With the development of science and technology, flat panel display devices (e.g., liquid crystal display devices) have many advantages of high display quality, small volume, light weight and wide application range and thus are widely used in consumer electronics products such as mobile phones, laptop computers, desktop computers and televisions, etc. Moreover, the liquid crystal display devices have evolved into a mainstream display in place of cathode ray tube (CRT) displays.
In another aspect, the touch input device provides a new human machine interface and is more intuitive and humanity in use. Moreover, the touch input device can be integrated with a flat panel display device to constitute a touch panel, so that the touch panel is endowed with display and touch input functions.
Referring to FIG. 1, schematic waveform diagrams of multiple signals associated with a touch panel in the prior art are shown. In particular, a single frame period of the touch panel generally includes multiple gate line scan periods (FIG. 1 only shows two gate line scan periods for the purpose of illustration). As to the touch panel with a frame refreshing rate of 60 Hz and a native resolution of 1366×768, a single gate line scan period, i.e., the time duration from a falling edge of a pulse in a scan control clock signal YCLK to a rising edge of the next pulse in the scan control clock signal YCLK may be set as 20 microseconds (μs). In some gate line scan periods, a source driving circuit in the touch panel would provide data lines with display data for charging or discharging corresponding pixels to respective data voltages, a time length of such charging or discharging operation can termed as data coupling time (e.g., about 13 μs).

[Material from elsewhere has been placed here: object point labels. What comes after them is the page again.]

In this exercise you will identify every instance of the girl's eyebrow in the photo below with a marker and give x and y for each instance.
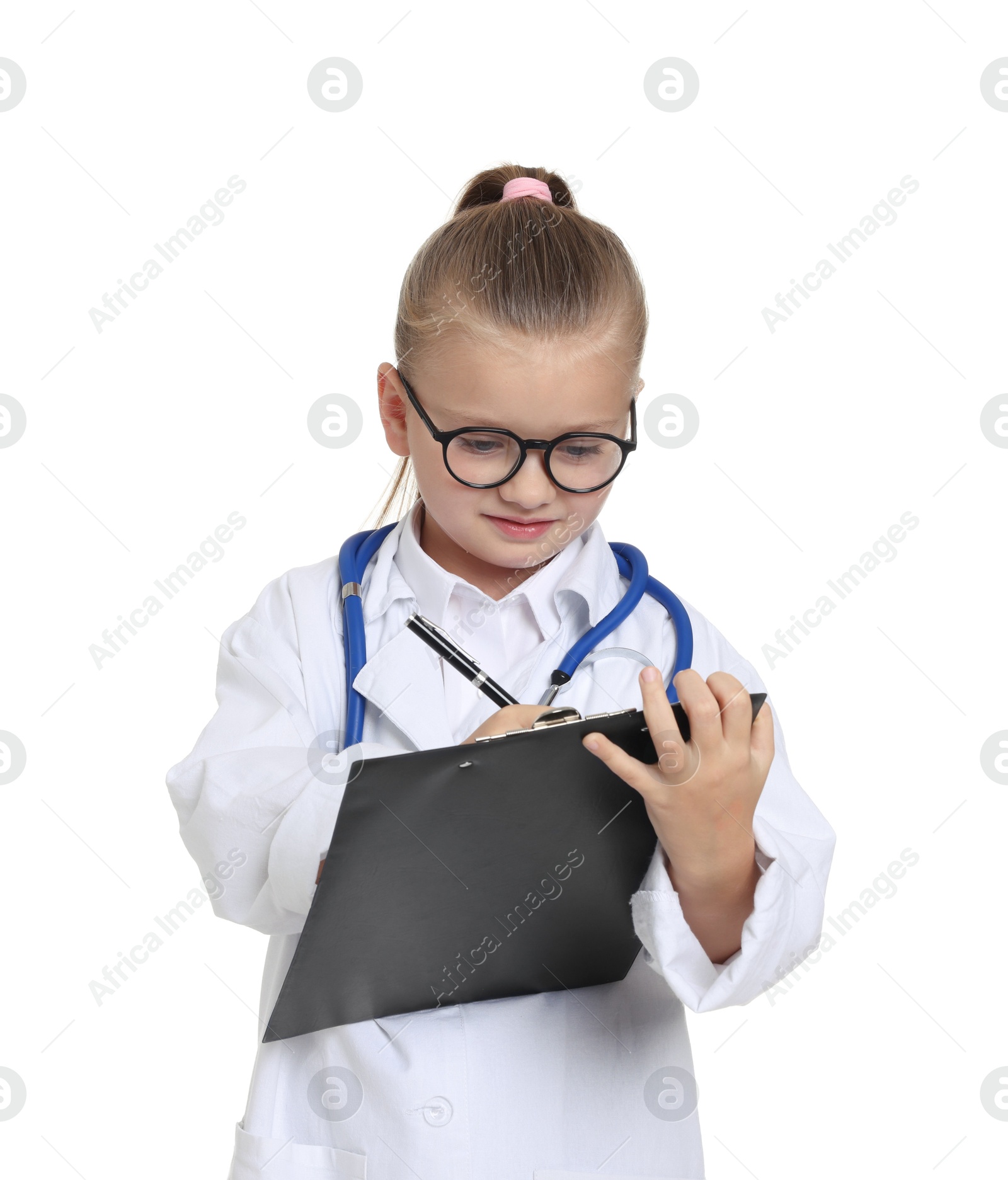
(463, 418)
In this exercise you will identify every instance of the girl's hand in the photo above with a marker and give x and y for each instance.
(701, 797)
(512, 716)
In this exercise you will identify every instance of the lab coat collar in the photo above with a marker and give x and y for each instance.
(404, 679)
(586, 569)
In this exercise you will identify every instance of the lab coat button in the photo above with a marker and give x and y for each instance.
(438, 1111)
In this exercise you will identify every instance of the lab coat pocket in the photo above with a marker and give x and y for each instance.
(292, 1161)
(594, 1176)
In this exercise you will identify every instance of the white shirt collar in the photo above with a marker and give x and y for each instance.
(586, 569)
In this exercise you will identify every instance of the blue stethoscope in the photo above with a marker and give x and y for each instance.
(358, 550)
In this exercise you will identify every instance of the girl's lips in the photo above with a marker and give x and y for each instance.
(518, 530)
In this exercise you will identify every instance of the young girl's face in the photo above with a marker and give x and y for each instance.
(536, 390)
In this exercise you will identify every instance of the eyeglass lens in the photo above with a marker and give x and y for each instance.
(578, 463)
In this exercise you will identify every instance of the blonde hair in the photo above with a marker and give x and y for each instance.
(524, 267)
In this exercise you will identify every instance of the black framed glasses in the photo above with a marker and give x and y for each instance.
(489, 455)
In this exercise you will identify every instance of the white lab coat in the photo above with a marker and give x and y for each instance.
(546, 1087)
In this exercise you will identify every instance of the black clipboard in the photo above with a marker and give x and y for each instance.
(475, 873)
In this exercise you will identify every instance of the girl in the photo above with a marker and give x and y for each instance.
(520, 314)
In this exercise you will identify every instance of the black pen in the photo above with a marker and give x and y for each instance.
(452, 654)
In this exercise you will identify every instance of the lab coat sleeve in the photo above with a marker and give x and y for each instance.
(794, 849)
(255, 799)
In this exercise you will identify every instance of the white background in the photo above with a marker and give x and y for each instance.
(192, 405)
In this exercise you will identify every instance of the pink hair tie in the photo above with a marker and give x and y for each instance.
(527, 186)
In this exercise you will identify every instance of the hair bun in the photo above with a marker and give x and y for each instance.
(486, 188)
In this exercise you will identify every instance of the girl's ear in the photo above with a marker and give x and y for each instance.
(392, 408)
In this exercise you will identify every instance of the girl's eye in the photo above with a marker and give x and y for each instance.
(479, 444)
(580, 451)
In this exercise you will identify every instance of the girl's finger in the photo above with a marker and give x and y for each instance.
(737, 709)
(619, 762)
(658, 712)
(702, 709)
(763, 735)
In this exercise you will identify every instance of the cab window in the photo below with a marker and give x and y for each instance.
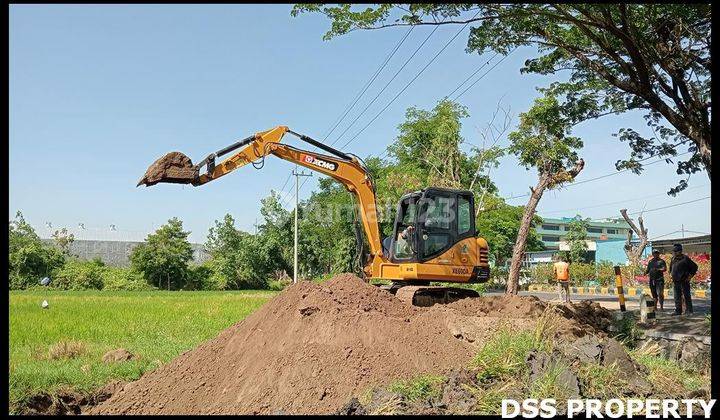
(464, 216)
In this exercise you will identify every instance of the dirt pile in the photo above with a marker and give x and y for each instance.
(173, 167)
(315, 346)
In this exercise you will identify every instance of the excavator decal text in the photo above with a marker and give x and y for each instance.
(318, 162)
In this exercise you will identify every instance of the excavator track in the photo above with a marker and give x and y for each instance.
(431, 295)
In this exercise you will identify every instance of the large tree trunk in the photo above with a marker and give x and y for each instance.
(546, 180)
(521, 241)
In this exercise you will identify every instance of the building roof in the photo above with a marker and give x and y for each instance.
(613, 223)
(692, 240)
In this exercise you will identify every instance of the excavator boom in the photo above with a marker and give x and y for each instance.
(434, 237)
(347, 169)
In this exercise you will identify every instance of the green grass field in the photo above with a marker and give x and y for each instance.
(155, 326)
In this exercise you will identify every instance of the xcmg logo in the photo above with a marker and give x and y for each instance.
(331, 166)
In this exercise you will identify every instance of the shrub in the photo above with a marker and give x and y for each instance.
(122, 278)
(279, 284)
(29, 260)
(543, 273)
(79, 275)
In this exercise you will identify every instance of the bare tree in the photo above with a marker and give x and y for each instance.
(634, 251)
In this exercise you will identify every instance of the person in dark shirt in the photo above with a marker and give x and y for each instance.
(656, 270)
(682, 269)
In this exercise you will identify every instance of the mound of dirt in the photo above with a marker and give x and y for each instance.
(315, 346)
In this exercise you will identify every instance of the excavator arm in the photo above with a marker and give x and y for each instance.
(345, 168)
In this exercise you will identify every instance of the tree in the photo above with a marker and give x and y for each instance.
(29, 260)
(541, 141)
(654, 58)
(500, 225)
(576, 239)
(634, 251)
(163, 257)
(63, 239)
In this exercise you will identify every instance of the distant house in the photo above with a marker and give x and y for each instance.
(691, 245)
(552, 231)
(117, 253)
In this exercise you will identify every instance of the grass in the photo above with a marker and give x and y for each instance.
(668, 376)
(419, 388)
(603, 382)
(504, 355)
(548, 386)
(62, 347)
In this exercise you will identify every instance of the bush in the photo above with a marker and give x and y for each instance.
(120, 278)
(279, 285)
(29, 260)
(543, 273)
(79, 275)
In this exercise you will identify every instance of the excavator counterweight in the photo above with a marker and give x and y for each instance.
(434, 237)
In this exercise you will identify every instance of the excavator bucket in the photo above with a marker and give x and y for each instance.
(174, 168)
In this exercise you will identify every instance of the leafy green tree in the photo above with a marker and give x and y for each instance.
(240, 260)
(163, 257)
(29, 260)
(80, 275)
(541, 142)
(63, 239)
(500, 226)
(576, 239)
(611, 58)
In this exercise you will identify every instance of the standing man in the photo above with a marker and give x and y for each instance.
(656, 270)
(682, 269)
(562, 275)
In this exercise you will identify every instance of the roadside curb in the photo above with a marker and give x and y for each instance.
(611, 291)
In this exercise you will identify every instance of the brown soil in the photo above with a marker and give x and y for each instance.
(315, 346)
(173, 167)
(67, 402)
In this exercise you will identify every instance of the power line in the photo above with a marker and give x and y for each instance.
(401, 91)
(603, 176)
(658, 208)
(409, 83)
(367, 85)
(471, 76)
(616, 202)
(484, 74)
(386, 85)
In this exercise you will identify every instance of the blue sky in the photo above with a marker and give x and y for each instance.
(98, 92)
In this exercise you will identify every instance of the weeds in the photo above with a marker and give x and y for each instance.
(419, 388)
(603, 382)
(628, 332)
(489, 400)
(66, 350)
(668, 376)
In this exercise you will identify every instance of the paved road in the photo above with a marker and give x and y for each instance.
(685, 324)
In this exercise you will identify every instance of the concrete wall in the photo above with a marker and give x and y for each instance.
(117, 253)
(614, 251)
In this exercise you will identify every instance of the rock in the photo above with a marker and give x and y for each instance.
(455, 397)
(351, 408)
(541, 362)
(587, 348)
(694, 352)
(614, 353)
(118, 355)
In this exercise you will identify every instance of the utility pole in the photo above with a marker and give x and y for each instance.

Generally, a common voltage on a common electrode in the touch panel would be caused disturbance during the data coupling time, which would influence the touch sensors in the touch panel and therefore the touch driving pulse (e.g., having a pulse width of about 2.5 μs) must be non-overlapped with the data coupling time. However, since the data coupling time is excessive long and the amounts of touch driving pulse in respective gate line scan periods are the same in the prior art, resulting in the touch control scanning frame rate of the touch panel is excessive low and thus the touch detection sensitivity is degraded. In addition, as seen from FIG. 1, as to the situation of an angling control signal YV1C being provided to change the signal waveforms on the respective gate lines, the touch driving pulse further must be non-overlapped with a variation time (e.g., about 3.5 μs) of the angling control signal YV1C. Herein, the variation time is defined as the time duration from a rising edge of a certain pulse of the angling control signal YV1C to a rising edge of the nearest pulse of the scan control clock signal YCLK.